1970 yılında da olayların önü alınamaz. Mart ayında, İstanbul’da konferans veren bir Amerikalı profesörü protesto eden öğrenciler, “Kahrolsun Amerikan uşakları”, “Yankee go home!” sloganları eşliğinde un ve yumurta atarlar. Haziran ayında on binlerce öğrenci ve öğretim üyesi Ankara’da “Anayasa’ya saygı” yürüyüşü düzenlerler.  Diğer taraftan da sağcılar, mini etekli kızlarla uzun saçlı ve favorili erkeklere saldırırlar.

Öğrencilerin yanı sıra işçi kesimi de huzursuzdur. 15 Haziran sabahı İstanbul’da DİSK’in çağrısı üzerine binlerce işçi direnişe geçer. Cumhuriyet tarihinin ilk büyük işçi hareketi olarak anılan eylemler İstanbul’un dışına taşarak Anadolu’ya yayılır.     

Aralık ayında sokak gösterileri yeniden başlar. Sağ ve sol görüşlü öğrencilerin çatışmalarında ölüm ve yaralanmalar meydana gelir; 7 fakülte tatil edilir. Hüseyin Arslantaş adlı öğrencinin cenazesinde intikam yeminleri edilir ve polisle çatışmalar yaşanır. Deniz Gezmiş gibi öğrenci liderleri ön plana çıkarlar. Öğrencilerin şehirlerdeki eylemleri kırsalda da devam eder.      

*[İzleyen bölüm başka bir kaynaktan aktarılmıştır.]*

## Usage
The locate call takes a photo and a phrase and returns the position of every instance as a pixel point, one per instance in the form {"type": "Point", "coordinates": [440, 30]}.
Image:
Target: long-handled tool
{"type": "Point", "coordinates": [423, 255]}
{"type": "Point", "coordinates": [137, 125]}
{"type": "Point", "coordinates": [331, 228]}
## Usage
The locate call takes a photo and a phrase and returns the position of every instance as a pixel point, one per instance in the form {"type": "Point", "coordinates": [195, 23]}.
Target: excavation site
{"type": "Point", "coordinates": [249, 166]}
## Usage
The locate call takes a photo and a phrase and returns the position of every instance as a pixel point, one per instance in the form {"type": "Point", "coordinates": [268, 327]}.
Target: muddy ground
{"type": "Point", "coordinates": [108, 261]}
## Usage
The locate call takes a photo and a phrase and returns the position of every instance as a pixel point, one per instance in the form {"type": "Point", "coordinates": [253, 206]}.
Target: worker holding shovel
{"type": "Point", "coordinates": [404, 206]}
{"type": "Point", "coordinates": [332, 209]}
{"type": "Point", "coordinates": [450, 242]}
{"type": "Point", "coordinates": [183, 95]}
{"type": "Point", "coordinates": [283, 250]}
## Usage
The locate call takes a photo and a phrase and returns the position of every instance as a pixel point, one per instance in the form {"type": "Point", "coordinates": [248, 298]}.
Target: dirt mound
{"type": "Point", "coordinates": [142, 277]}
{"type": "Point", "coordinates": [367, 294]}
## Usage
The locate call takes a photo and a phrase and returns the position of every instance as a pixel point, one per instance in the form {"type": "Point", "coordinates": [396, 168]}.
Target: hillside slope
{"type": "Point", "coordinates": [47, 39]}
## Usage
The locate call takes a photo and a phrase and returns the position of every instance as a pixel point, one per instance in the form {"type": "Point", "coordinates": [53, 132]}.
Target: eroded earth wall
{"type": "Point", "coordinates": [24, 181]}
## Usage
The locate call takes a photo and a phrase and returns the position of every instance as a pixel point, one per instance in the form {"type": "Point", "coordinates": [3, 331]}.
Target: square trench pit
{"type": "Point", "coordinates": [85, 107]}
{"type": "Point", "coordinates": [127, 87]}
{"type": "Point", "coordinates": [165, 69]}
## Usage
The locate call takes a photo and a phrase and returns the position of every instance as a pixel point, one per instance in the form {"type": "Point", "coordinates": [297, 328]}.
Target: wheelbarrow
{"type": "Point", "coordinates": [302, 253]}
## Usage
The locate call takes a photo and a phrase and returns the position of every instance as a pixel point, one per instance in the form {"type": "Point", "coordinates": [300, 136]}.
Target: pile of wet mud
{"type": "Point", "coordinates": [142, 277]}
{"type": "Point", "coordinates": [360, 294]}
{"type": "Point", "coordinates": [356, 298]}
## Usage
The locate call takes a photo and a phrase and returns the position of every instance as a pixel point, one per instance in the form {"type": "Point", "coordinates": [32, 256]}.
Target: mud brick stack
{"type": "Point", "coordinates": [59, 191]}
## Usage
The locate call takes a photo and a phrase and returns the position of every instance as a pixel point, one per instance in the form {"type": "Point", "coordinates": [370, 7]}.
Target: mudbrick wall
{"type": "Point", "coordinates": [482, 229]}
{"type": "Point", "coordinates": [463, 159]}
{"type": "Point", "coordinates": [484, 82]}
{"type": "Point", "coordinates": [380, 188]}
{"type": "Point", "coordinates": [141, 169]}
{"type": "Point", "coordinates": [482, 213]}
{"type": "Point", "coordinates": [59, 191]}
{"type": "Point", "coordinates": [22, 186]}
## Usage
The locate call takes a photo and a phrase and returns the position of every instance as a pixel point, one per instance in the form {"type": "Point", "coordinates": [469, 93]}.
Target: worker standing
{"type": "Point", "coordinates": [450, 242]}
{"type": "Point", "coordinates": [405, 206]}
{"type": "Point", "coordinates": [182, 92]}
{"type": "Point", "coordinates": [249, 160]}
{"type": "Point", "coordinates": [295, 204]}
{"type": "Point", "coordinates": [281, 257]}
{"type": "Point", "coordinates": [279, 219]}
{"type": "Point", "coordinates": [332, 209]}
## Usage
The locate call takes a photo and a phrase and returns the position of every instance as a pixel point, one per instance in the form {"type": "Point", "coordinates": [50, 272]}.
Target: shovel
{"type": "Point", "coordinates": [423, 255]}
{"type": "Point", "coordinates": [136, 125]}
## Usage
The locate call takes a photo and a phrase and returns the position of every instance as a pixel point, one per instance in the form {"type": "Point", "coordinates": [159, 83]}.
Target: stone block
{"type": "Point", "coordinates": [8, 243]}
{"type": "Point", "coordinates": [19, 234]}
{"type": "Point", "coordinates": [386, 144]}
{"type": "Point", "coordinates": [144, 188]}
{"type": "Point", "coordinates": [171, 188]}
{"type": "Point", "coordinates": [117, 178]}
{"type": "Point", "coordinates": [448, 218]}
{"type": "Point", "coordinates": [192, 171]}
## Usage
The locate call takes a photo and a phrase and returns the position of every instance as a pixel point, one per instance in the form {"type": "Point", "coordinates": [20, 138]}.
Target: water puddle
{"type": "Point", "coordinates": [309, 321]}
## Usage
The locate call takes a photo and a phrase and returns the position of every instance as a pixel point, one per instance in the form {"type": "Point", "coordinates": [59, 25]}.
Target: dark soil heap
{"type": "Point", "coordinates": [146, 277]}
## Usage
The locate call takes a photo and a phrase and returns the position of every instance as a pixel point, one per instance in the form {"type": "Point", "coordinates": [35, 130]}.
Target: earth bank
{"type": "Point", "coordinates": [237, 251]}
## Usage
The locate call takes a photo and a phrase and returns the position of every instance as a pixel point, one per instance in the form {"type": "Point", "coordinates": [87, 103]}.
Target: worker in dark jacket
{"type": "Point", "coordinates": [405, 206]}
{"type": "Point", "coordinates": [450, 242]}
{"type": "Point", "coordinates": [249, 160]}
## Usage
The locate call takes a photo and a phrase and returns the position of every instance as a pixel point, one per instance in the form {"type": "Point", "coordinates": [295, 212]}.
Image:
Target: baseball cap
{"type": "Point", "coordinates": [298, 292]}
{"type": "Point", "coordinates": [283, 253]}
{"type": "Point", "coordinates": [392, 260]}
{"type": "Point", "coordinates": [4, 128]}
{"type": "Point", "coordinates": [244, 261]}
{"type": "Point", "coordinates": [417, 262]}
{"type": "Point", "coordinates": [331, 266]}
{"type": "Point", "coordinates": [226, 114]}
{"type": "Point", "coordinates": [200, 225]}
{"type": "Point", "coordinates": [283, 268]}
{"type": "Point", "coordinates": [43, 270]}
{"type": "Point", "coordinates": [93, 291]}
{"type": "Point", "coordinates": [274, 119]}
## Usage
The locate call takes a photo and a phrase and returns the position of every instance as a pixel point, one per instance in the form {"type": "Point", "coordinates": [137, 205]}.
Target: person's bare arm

Solda bu faaliyetler görülürken, diğer yandan “Türk-İslam Sentezi” düşüncelerine sahip bir gençlik de hızla örgütlenmektedir. Alparslan Türkeş’in liderliğinde örgütlenmeye başlayan MHP, gençlik teşkilatlarına büyük önem vermektedir.  Üniversitelerde başlayan örgütlenmeler “Ülkücü Gençlik”, “Ülkücü Hareket” adı altında Ülkü Ocakları teşkilatlarının kurulmasıyla sonuçlanır. Amaçları, ülkede hızla yayıldığını düşündükleri komünizme karşı önlem almaktır.  Yaz kampları adı altında eğitimler alan bu gençler sola karşı bir güç olarak ortaya çıkmaktadır. MHP ve sağ partiler, işçi çevrelerinde de örgütlenmektedir.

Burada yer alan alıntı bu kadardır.